Each federal agency acts under its own delegation of authority from Congress, and both have adopted extensive telemarketing rules. Outright conflicts, or even divergences between the two regimes, threatened to generate such uncertainties for legitimate telemarketers that in 2003, Congress instructed the agencies to consult with each other to "maximize consistency." Yet, in its 2006 notice of proposed rulemaking concerning prerecorded messages, the FTC said "regulatory uniformity" is a "laudable goal" but not a "sufficient basis" for regulatory forbearance. The new final rule reflects that view.

Prerecorded Solicitation Calls to Customers

Many businesses telemarket to their customers using prerecorded voice messages, which can deliver a simple alert more cheaply than can a bank of live operators. The FTC's new rule may effectively shut down this type of marketing, although in form the rule actually addresses only a consequence of using predictive dialers known as "call abandonment." Telemarketers commonly use predictive dialers to place more calls than they have available human operators, betting that a substantial portion of these calls will not successfully reach a person. Used responsibly, predictive dialers markedly increase the efficiency of telemarketing campaigns. But dialers also can annoy or frighten consumers, because, if an operator is not available when an individual picks up the phone, the individual could hear only silence. Such a call is said to be "abandoned." Since 2003, both the FTC and the FCC have required telemarketers to set predictive dialers such that operators are available for 97% of calls that reach a live person and only 3% of calls are "abandoned."

Yet, in 2003, the FCC was careful to create an exception that preserved business' ability to send prerecorded solicitation messages to their existing customers. In other words, a marketing campaign to customers would require no human operators, and consumers would hear only the prerecorded solicitation. Notably, the FTC never adopted such an exception. But until now, the agency has refrained from enforcing its call abandonment rules in contravention of the FCC's more tolerant stance.

The Final FTC Rule

In its 2008 final rule, the FTC determined that a prerecorded message campaign to existing customers violates the call abandonment rules, because, by definition, none of these calls would be answered by a live operator and all would be "abandoned." With few exceptions, prerecorded solicitations will be permissible only with prior signed consent from call recipients, including a business' established customers. Further, a consumer's purchase cannot be conditioned on the seller receiving consent to transmit prerecorded ads. These requirements come into effect on September 1, 2009.

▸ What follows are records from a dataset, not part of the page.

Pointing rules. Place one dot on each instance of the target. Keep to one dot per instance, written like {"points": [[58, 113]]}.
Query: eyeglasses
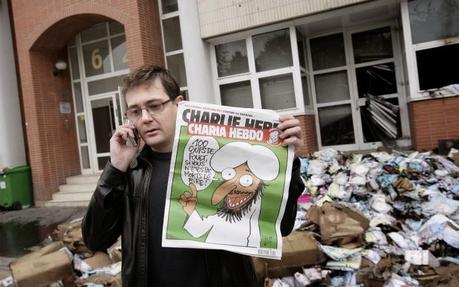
{"points": [[134, 114]]}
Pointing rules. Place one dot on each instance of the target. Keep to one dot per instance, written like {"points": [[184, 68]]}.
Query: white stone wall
{"points": [[12, 152], [219, 17]]}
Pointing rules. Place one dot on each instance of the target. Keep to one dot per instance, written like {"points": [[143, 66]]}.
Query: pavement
{"points": [[22, 229]]}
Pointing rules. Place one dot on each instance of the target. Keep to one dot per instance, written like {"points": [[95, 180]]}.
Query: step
{"points": [[66, 203], [71, 188], [72, 196], [82, 179]]}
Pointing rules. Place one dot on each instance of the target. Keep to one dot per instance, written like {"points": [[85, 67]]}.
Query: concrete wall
{"points": [[196, 54], [219, 17], [12, 151]]}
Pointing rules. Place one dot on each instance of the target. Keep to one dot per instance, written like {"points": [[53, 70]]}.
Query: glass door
{"points": [[106, 118], [333, 97]]}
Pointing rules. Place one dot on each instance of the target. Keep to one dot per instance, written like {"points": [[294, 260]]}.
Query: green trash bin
{"points": [[16, 187]]}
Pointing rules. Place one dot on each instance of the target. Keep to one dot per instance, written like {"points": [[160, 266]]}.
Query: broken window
{"points": [[436, 67], [380, 119], [376, 80]]}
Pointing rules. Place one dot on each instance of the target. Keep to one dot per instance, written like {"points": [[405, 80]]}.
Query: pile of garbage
{"points": [[64, 260], [380, 219]]}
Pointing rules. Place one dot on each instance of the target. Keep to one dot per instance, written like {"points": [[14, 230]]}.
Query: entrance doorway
{"points": [[98, 64], [105, 118], [357, 87]]}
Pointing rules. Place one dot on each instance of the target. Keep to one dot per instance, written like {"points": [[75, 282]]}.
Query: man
{"points": [[243, 169], [130, 195]]}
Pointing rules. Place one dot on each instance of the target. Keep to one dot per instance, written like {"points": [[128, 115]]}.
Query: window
{"points": [[172, 39], [434, 42], [433, 20], [259, 71], [431, 67]]}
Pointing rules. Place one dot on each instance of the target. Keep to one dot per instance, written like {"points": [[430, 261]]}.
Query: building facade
{"points": [[357, 74]]}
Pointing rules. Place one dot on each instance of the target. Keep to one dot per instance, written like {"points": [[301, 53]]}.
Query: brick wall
{"points": [[433, 120], [42, 30]]}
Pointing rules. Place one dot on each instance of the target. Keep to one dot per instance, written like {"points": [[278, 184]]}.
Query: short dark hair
{"points": [[146, 75]]}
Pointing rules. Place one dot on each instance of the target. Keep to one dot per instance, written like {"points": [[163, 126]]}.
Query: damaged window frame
{"points": [[350, 68], [411, 51]]}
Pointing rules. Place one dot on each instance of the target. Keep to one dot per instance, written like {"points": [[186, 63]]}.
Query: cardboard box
{"points": [[52, 247], [299, 249], [43, 270], [100, 259]]}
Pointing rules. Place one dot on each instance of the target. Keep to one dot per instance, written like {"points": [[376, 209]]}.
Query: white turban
{"points": [[261, 160]]}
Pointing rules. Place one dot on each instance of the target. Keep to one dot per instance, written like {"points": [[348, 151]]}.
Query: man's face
{"points": [[238, 189], [158, 130]]}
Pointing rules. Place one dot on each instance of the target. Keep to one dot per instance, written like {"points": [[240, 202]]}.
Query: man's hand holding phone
{"points": [[124, 145]]}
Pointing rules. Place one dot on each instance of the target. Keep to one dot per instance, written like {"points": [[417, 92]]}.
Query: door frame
{"points": [[93, 154]]}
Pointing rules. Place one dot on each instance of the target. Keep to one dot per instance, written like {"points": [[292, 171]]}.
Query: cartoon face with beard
{"points": [[240, 190], [244, 168]]}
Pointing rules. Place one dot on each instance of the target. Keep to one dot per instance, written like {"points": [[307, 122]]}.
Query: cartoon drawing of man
{"points": [[244, 168]]}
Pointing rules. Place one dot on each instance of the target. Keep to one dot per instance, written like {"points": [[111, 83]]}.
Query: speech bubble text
{"points": [[196, 161]]}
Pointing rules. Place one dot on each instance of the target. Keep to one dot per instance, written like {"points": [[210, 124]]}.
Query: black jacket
{"points": [[118, 208]]}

Diverging further from FCC regulations, the new FTC rules require all prerecorded solicitation campaigns—including those to existing customers—to provide an "opt-out" opportunity during the call itself. For example, recipients of prerecorded messages must be informed that they can opt out by hitting a button or saying something like "no more calls" during the message. Similarly, if a call reaches a voice mail box, the campaign must leave a toll-free number where a consumer may make a "no call" request. These rules apply starting December 1, 2008.

In support of its final rule, the FTC points to thousands of comments from consumers who complain about prerecorded messages. Although the agency acknowledges inconsistencies with FCC regulations, it sees no outright conflict because complying with FTC rules does not require a business to violate FCC rules. FTC rules merely impose restrictions in addition to the FCC's requirements, according to the agency. Such inconsistencies between the two federal regulatory regimes are not clear violations of prior Congressional mandates to these agencies.

Businesses probably should consider abandoning prerecorded solicitations, even to their established customers, if the calls cross state lines. The difficulties of obtaining signed, written consent from individuals to receive these calls, plus the ease with which a call recipient could opt-out from further calls, suggests that this mode of telemarketing may no longer be practical.